PwC Thailand urges business operators to prepare themselves and get ready for amendments to the law relating to anti-profit shifting through transfer pricing and the Personal Data Protection Act

Stocks and Financial Services Press Releases Monday October 21, 2019 17:17
Bangkok--21 Oct--PwC Thailand

PwC Thailand advises business operators to prepare themselves to be ready for changes in the law and tax rules and regulations after the transfer pricing provisions were enacted into law, and the effects of the new accounting standard on tax compliance. In addition, new guidelines set by the Revenue Department and the Supreme Court provide the impetus for studying precedent cases which correspond with the operator's business to mitigate the risk of tax investigations.

In addition to the tax environment, the Personal Data Protection Act ('PDPA'), the and the enforcement of the new customs law, particularly the change in customs investigation methods are of great interest to operators alike. Operators who aren't well prepared to cope with these changes may be widely affected.

Somboon Weerawutiwong, Tax Lead Partner of PricewaterhouseCoopers Legal & Tax Consultants Ltd., said during PwC Thailand's Symposium 2019 (A close look at recent legal and tax developments – it's time to act) that the government has enacted several new laws to cope with the age of the digital economy. These include laws that cover the PDPA that will be fully effective next year or the transfer pricing provisions that have already been enacted.

The Revenue Department has set a target for its tax collection for 2020 at THB2.11 trillion, which intends to use to accommodate spending on future investment. During the implementation of its five-year road map (2016 - 2020), the Revenue Department sets the goal of enhancing and strengthening its policy to make itself ready for Thailand 4.0. As a tax collection authority, it sets a policy enhancement target and issues tax measures that are responsive to economic changes as well as data exchanges to promote trade and investment, all of which are reflected in the introduction of new laws and regulations that will enable it to achieve its tax collection target.

The Revenue Department's quest for achieving its collection target has resulted in the enactment of the transfer pricing provisions that would impact businesses the most.

According to the transfer pricing law, businesses with revenues of THB200 million or more must prepare a transfer pricing report which includes related party information in each accounting period, in accordance with the form prescribed by the Director-General, and submit the report together with their annual corporate income tax returns. This will afford the Revenue Department sufficient information to investigate the business operator's compliance with the provisions.

In addition, the change to new accounting standards is another challenge that businesses are facing as it will affect their tax preparation, specifically with regard to methods of revenue and expense recognition. Although the Revenue Department hasn't yet provided any regulations or guidelines supporting the new accounting standards, businesses should plan ahead and prepare for the change.

As the economy is driven, inter alia, by imports and exports, the customs law has also been amended to accommodate the current import and export environment. Importers and exporters need to understand the new customs rules and regulations, particularly the new method of customs investigation, in order to be able to handle the situation if they're facing customs investigations and potential assessments.

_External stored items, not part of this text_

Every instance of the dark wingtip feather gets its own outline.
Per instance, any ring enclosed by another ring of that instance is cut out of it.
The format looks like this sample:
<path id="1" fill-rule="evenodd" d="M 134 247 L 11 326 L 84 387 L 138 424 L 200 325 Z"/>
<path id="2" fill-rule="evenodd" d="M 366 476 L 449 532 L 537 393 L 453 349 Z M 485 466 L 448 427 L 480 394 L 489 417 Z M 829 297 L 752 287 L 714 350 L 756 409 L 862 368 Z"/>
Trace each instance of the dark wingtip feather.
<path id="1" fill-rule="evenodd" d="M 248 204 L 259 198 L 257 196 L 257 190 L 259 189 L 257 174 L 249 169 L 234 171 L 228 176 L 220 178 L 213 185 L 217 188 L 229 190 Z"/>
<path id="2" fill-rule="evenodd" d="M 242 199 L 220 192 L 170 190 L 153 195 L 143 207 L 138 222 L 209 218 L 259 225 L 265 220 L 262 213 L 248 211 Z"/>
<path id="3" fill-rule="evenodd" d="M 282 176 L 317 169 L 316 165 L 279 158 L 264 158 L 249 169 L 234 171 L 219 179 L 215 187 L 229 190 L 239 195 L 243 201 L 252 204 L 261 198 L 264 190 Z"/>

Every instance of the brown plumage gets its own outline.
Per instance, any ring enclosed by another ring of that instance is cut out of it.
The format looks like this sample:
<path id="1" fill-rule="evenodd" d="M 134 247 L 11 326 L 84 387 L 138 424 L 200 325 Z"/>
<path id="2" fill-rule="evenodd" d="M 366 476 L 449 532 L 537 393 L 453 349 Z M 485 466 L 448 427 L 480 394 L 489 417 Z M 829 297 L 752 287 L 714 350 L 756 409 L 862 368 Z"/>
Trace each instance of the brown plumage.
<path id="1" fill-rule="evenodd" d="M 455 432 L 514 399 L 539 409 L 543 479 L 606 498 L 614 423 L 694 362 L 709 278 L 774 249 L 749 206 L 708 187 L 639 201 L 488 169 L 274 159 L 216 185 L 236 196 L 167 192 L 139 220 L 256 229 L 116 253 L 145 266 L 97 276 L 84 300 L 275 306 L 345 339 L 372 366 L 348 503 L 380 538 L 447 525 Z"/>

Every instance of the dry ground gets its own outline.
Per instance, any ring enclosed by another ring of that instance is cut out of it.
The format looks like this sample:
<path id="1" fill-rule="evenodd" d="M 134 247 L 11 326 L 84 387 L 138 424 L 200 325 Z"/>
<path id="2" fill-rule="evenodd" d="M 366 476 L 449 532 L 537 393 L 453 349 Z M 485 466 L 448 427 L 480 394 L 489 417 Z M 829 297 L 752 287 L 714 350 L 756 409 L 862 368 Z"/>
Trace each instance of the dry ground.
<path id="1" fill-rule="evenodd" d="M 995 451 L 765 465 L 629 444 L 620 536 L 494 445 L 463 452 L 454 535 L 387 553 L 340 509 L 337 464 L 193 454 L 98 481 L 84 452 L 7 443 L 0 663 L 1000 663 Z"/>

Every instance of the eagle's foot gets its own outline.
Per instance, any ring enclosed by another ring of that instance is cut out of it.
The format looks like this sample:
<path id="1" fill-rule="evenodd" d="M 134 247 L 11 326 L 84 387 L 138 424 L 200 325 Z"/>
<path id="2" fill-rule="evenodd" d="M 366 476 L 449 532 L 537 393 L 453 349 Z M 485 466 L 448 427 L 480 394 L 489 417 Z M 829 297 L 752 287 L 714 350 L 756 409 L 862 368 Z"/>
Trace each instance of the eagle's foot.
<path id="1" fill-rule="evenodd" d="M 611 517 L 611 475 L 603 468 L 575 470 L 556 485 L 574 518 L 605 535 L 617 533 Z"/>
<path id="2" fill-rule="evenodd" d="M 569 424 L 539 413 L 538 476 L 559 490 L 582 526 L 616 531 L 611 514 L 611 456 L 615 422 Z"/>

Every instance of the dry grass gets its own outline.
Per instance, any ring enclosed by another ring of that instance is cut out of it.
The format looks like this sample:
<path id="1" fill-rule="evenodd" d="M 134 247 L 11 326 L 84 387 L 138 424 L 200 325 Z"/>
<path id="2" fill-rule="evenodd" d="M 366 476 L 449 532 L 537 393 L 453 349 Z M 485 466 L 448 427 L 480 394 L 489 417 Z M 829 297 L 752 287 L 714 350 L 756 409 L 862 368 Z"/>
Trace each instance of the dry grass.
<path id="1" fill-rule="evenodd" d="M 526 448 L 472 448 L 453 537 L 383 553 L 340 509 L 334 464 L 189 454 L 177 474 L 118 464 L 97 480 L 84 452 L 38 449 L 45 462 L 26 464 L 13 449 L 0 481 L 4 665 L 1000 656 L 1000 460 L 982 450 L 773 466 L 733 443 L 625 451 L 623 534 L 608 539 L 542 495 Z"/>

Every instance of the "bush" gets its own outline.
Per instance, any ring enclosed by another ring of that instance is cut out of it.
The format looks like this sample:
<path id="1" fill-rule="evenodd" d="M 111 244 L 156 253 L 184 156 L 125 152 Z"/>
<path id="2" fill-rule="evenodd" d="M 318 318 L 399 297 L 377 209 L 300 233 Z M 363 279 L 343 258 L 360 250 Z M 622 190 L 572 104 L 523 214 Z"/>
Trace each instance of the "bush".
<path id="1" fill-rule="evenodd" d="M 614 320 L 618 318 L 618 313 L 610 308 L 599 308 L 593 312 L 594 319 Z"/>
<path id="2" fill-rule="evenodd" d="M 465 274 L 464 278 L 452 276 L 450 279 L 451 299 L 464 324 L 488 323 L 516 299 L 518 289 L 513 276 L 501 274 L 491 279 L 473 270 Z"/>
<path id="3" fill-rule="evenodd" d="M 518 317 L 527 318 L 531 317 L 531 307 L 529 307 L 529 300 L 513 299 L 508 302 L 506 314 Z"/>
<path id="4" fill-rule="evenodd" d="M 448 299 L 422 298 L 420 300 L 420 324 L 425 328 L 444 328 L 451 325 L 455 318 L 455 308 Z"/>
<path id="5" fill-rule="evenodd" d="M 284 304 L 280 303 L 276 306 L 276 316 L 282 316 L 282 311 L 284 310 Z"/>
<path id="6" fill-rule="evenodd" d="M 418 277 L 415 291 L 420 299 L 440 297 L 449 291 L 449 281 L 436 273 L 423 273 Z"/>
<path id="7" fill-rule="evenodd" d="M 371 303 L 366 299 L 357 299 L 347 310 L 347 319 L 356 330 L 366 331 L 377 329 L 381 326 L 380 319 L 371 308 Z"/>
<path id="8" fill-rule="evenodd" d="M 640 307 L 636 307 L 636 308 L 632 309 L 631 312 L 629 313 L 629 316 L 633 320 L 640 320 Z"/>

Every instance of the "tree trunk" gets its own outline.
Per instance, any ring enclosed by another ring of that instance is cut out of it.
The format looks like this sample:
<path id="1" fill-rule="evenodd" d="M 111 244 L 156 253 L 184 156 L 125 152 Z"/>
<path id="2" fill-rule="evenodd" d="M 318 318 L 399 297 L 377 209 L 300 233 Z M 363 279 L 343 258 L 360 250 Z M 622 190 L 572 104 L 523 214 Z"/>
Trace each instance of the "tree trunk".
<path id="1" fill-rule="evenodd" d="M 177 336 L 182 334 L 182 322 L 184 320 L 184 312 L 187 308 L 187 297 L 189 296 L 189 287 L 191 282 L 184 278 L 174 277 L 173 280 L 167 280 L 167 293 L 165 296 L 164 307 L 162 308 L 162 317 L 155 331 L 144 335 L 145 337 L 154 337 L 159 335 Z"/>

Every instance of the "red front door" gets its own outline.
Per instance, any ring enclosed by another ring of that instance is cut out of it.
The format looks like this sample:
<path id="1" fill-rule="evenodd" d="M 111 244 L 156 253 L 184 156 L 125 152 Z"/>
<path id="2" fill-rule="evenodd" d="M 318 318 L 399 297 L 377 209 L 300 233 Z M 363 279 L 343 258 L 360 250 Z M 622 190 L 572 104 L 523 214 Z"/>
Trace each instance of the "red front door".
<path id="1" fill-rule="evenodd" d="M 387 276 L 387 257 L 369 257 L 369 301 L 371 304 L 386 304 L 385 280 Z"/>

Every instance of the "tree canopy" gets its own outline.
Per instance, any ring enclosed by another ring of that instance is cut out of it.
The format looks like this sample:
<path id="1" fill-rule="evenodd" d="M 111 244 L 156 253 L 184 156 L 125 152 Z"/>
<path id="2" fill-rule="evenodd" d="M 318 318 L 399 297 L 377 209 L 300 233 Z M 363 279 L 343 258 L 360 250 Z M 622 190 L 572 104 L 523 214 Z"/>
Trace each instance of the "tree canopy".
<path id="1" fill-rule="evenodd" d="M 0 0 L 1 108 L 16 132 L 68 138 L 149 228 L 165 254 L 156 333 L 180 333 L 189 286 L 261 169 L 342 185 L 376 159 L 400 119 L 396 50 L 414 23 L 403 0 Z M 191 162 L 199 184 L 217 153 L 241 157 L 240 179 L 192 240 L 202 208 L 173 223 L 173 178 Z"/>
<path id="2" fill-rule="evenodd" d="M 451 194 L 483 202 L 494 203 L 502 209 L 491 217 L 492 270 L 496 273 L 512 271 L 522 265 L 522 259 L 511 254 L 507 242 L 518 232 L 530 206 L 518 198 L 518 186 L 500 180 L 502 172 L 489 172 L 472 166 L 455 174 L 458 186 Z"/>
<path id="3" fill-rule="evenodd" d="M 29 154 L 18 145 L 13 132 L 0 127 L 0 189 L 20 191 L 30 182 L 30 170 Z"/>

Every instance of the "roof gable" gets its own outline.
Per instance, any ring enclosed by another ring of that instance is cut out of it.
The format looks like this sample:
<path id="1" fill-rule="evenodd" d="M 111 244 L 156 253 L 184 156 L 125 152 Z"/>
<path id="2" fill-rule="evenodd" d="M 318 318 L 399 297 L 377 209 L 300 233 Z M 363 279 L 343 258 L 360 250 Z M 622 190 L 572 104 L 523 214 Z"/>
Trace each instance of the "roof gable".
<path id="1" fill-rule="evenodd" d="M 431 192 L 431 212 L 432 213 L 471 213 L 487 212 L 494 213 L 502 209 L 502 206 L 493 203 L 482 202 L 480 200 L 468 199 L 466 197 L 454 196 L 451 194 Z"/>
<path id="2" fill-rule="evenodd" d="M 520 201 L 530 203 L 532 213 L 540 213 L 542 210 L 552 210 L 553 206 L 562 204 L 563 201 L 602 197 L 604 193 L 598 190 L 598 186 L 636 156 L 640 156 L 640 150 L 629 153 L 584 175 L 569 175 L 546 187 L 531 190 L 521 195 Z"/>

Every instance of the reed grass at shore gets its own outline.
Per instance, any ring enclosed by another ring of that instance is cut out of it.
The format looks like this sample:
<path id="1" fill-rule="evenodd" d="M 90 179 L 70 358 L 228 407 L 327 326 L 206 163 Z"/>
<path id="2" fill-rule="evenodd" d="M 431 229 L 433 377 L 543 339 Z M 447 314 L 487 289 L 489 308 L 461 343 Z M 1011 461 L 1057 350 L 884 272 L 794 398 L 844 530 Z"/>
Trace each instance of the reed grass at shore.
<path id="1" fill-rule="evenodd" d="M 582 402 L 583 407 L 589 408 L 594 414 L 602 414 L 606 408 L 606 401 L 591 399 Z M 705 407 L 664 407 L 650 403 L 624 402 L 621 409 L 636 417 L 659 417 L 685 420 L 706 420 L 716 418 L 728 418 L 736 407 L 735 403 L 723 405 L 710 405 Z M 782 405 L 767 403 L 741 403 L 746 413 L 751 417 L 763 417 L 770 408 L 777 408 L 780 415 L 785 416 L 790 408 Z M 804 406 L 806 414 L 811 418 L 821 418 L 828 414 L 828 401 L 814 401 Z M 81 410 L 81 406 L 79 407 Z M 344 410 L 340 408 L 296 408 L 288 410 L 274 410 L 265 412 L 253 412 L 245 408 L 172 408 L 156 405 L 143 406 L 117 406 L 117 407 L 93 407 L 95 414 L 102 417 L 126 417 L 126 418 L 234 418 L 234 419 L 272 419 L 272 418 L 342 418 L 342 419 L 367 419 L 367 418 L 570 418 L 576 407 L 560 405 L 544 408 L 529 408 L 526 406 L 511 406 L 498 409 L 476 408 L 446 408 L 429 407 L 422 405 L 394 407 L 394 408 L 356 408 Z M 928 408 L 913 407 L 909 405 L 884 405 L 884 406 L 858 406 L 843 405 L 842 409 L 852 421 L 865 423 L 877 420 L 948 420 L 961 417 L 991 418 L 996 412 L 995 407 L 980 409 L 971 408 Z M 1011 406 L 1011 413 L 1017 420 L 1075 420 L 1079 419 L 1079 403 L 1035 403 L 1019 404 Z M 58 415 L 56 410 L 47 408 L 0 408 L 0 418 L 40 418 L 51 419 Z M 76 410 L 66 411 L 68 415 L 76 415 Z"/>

"Therefore, businesses need to keep up with the Revenue Department's policy changes, which are reflected in the enactment of new laws, amendments to existing laws and those that are being drafted. Also, businesses should learn from these new laws, new interpretations of Revenue rulings and/or Supreme Court decisions in order to analyse how they will be affected and how the interpretations and precedent cases can be applied to businesses to help them be fully compliant, in order to manage and mitigate the risk," said Somboon.

Furthermore, other laws that business operators should take an interest in are the Cybersecurity Act and the PDPA. Especially, PDPA will play a significant role in shaping the security within the cyber world for citizens who may have had their personal data collected without their consent when procuring services or conducting transactions on the internet or from the risk of having their personal information violated. This new law will impact organisations, business operators and businesses that collect personal data of consumers and/or business provide services directly to customers such as commercial banks, financial institution, financial service providers and social media operators, among others.

Currently, there may be many Thai business operators who aren't aware of that PDPA is now in force and will become fully effective on 28 May 2020. Therefore, it's prudent that in the meantime, business operators seek a thorough understanding of the laws together with professional advice which will help ensure proper compliance and mitigate civil and criminal risks should any incidents of data breach take place.

"As we know many changes are underway in 2020, business operators should be fully prepared and ready in terms of the organisation, personnel, knowledge and strategies to stay abreast of the new laws. Therefore, proper legal and tax planning is a solution that will foster rapid business growth and uphold brands and images as well as avoid the adverse effects, whether they be in the form of substantial costs incurred to lower the risk and exposure to investigations or assessments or unnecessary tax cost compounded civil and criminal liabilities as well as impact on image and reputation of business organisations," Somboon concluded.